Por otra parte, con la concepción moderna, ilustrada, del hombre, se concibió que este era un ser a la fecha “superior” respecto de un hombre medieval o antiguo (como los de la vieja civilización sumeria o griega, verbigracia), sin embargo, en la presente investigación propondremos la hipótesis, que demostraremos a lo largo de la misma, del hombre como un ser esencialmente igual a lo largo del tiempo, cambiando solo accidentalmente en los aspectos generales de su contexto y medioambiente, de allí que el contenido educativo no sigue una linealidad cronológicamente ascendente del tipo “a mayor edad, mejor hombre y mejor carga informativa, memística o cultural”, sino que éste actúa sustancialmente idéntico a lo largo de su diacronicidad en el mundo, sincronizando a los individuos de diferentes tipos de cultura, edad, sexo y tiempo, permitiendo asimilar a los hombres todos en la categoría de “humanidad”.

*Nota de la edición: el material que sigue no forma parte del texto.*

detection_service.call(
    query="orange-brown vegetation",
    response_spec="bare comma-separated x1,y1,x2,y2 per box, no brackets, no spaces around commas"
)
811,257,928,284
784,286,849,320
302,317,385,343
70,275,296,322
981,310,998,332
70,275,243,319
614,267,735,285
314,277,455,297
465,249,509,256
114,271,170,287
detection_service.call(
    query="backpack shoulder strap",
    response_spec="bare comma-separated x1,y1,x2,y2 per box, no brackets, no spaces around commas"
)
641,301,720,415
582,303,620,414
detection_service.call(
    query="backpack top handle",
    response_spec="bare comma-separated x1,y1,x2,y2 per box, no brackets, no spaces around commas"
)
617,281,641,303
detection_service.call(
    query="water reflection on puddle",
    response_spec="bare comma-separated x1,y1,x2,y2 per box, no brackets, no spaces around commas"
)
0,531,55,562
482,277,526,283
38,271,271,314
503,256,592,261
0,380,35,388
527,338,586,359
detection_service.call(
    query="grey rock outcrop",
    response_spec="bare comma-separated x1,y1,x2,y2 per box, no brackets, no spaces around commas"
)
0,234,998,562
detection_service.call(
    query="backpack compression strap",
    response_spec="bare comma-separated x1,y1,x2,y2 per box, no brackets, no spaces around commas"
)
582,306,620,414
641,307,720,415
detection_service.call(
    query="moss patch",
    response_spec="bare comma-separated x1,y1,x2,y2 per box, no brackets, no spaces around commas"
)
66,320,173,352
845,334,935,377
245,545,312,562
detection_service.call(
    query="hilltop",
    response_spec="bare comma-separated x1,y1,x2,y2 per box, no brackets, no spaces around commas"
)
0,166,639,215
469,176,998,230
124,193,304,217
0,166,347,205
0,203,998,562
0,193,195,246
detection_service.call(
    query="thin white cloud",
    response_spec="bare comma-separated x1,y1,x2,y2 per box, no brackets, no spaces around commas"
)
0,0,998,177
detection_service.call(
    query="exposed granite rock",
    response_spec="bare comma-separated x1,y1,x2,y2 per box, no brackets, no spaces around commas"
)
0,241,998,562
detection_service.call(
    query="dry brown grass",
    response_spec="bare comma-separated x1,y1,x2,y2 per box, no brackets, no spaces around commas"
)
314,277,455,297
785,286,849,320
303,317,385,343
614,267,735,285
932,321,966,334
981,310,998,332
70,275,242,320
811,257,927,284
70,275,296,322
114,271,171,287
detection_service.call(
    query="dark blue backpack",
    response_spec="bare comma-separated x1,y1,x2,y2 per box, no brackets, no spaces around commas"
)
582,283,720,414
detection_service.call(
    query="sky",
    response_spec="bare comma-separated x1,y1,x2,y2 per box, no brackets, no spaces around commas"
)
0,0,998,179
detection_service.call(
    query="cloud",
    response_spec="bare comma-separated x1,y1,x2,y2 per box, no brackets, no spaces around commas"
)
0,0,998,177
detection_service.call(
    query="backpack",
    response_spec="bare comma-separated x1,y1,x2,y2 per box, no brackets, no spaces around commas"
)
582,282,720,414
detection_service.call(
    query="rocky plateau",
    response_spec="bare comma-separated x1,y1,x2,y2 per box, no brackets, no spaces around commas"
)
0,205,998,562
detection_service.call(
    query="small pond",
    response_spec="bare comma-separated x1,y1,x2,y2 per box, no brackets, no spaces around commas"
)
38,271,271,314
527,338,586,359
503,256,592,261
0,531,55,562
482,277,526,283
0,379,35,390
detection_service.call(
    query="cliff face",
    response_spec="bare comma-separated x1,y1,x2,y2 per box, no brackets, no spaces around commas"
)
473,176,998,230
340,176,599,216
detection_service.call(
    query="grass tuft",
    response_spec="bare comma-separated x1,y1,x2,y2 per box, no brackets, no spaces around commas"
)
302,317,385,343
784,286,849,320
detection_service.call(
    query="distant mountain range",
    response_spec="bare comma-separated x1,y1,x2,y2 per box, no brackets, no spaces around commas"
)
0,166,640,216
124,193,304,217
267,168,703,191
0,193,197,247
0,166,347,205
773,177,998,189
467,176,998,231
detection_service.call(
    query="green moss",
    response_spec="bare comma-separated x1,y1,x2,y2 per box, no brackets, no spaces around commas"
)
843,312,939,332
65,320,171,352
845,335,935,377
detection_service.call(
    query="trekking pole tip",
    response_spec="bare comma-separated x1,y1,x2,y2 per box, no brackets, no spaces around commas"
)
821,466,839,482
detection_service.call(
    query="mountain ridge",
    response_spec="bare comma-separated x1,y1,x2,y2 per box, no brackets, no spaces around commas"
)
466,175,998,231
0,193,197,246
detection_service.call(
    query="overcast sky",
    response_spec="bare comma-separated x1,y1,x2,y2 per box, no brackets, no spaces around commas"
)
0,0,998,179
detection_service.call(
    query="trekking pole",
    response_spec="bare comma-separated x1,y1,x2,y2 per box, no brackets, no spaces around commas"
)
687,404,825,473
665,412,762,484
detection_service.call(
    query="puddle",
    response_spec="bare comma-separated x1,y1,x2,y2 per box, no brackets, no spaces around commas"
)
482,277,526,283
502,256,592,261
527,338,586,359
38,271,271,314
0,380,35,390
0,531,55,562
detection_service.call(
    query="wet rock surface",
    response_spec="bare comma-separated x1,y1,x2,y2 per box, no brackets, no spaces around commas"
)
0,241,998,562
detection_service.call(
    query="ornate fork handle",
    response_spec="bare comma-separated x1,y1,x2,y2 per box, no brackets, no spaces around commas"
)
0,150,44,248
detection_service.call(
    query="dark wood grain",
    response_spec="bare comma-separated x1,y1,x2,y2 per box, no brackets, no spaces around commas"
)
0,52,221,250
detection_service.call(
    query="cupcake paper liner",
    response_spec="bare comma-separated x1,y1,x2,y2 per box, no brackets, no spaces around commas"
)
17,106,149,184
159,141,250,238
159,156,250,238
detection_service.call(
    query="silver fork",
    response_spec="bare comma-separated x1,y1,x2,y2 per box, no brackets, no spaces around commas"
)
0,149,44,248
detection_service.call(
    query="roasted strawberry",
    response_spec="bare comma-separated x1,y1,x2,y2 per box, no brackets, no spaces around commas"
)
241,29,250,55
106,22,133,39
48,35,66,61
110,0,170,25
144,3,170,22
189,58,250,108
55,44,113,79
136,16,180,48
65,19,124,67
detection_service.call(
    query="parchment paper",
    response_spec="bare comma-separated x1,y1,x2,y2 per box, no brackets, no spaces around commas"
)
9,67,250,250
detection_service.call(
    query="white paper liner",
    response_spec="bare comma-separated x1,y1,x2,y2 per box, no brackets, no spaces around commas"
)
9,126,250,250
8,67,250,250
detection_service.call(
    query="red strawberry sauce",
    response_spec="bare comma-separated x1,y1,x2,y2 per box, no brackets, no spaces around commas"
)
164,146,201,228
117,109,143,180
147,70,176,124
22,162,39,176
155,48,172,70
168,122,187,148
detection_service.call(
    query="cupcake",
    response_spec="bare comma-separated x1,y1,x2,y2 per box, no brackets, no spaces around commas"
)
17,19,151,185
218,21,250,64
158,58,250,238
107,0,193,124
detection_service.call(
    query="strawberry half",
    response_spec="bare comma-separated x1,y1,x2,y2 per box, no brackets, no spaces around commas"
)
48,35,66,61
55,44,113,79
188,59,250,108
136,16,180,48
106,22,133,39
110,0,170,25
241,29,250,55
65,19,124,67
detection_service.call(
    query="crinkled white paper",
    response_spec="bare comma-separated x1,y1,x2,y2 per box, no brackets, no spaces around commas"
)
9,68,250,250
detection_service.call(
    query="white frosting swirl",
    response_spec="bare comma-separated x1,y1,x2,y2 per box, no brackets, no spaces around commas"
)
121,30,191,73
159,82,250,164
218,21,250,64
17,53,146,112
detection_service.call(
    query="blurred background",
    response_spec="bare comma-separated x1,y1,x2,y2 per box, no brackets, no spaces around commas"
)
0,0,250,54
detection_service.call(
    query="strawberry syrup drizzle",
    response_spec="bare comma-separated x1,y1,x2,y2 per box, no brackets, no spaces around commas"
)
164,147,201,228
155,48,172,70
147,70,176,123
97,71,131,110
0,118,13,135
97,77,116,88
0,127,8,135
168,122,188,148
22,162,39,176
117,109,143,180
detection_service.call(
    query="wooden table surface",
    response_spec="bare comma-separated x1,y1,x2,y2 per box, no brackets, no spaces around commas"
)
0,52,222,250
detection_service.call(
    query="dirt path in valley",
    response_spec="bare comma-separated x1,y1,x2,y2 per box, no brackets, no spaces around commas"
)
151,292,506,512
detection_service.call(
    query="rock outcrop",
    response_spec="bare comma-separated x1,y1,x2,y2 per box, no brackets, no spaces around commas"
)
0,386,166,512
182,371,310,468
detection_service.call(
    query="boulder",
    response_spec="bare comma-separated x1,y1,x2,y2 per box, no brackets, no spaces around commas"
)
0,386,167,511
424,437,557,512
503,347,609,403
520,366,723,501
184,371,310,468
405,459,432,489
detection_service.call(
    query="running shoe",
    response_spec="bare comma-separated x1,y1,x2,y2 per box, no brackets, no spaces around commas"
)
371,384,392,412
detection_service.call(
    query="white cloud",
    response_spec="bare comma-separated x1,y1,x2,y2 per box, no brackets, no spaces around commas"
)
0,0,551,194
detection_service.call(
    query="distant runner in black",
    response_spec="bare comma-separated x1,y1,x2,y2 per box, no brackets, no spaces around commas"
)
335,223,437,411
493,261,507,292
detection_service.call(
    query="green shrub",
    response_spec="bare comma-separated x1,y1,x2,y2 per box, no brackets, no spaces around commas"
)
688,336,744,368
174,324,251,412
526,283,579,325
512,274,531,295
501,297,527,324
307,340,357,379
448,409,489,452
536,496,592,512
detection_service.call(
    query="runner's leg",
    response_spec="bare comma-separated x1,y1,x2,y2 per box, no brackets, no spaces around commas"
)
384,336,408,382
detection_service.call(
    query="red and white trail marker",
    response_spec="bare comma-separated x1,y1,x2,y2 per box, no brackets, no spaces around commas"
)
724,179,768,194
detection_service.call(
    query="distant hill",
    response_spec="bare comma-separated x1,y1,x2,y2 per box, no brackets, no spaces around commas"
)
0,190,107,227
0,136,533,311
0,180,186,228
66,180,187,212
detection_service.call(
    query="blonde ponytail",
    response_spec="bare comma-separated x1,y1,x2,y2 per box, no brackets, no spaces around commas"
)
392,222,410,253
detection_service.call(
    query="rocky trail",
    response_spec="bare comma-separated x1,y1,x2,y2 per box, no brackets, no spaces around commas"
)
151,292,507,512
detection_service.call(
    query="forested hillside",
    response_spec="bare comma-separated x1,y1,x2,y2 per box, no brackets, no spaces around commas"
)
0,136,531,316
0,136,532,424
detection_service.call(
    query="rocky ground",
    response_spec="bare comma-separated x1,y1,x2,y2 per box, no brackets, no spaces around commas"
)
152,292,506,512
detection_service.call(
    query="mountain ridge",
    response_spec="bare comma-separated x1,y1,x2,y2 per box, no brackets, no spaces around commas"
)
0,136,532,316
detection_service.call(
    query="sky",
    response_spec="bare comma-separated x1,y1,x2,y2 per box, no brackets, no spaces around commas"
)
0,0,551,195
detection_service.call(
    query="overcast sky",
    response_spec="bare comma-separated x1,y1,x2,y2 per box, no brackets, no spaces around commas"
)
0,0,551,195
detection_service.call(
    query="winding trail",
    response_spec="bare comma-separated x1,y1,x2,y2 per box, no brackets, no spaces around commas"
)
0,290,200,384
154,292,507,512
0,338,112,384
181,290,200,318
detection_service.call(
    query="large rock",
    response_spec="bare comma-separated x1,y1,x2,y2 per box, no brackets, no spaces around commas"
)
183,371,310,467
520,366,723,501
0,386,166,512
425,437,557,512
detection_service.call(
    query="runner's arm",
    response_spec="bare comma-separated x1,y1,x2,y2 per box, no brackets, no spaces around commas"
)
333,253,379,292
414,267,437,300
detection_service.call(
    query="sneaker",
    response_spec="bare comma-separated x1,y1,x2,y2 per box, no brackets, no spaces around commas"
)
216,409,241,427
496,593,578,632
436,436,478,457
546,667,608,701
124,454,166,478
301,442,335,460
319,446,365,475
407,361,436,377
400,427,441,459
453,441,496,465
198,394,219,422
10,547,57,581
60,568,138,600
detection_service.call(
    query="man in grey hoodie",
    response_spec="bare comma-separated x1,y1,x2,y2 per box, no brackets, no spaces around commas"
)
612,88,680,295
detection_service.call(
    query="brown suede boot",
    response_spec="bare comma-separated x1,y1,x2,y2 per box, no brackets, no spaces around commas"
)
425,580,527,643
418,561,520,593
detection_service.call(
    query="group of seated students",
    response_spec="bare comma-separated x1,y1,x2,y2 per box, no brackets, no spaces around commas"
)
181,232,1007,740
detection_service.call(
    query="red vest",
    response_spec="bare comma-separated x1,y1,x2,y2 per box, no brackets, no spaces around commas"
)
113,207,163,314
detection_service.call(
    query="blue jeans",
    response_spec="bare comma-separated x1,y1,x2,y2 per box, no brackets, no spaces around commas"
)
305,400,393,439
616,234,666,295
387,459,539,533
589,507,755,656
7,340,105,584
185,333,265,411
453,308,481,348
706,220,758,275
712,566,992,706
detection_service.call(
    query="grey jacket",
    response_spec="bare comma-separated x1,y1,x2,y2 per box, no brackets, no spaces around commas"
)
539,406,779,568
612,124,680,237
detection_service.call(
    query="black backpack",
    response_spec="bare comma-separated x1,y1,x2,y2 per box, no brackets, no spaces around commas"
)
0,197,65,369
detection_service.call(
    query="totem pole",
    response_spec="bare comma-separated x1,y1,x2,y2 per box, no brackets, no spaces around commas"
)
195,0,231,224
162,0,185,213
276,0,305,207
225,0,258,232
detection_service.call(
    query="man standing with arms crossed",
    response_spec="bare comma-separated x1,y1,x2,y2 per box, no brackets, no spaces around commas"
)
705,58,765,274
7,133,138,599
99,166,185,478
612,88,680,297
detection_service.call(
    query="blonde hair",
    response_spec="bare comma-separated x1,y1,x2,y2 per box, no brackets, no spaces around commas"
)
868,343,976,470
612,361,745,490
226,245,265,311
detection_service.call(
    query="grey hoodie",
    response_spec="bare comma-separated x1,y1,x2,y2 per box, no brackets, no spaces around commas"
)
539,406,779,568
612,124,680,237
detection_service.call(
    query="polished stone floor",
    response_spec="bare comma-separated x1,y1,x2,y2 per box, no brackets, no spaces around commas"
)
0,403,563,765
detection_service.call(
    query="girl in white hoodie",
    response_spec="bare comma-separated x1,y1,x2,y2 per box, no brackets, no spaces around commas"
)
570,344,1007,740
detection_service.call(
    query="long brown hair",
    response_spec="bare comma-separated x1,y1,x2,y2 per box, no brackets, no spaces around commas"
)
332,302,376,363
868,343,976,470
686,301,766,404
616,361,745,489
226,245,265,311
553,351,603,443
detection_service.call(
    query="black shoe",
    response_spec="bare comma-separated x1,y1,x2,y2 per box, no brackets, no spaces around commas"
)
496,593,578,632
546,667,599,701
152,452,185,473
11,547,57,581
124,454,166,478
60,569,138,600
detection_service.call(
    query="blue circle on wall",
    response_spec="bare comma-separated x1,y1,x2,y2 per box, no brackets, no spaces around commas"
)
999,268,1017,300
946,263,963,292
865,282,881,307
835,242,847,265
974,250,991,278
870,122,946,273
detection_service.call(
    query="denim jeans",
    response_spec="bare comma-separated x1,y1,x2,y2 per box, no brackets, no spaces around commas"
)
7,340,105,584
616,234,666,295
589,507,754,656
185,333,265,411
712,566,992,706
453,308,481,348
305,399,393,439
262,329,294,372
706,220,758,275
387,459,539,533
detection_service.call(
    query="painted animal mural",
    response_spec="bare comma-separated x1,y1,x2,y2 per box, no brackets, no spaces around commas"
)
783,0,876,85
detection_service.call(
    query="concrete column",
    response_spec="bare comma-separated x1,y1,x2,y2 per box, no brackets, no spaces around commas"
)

Analizaremos, por tanto, las primeras expresiones simbólicas de los hombres prehistóricos, sucediendo a ello el contenido generado por las civilizaciones antiguas, pasando por el acervo medieval en sus diferentes tipos de manifestaciones culturales, culminando con las teorías psicológicas y educativas actuales, previamente analizado el período moderno o iluminista junto con sus respectivas críticas.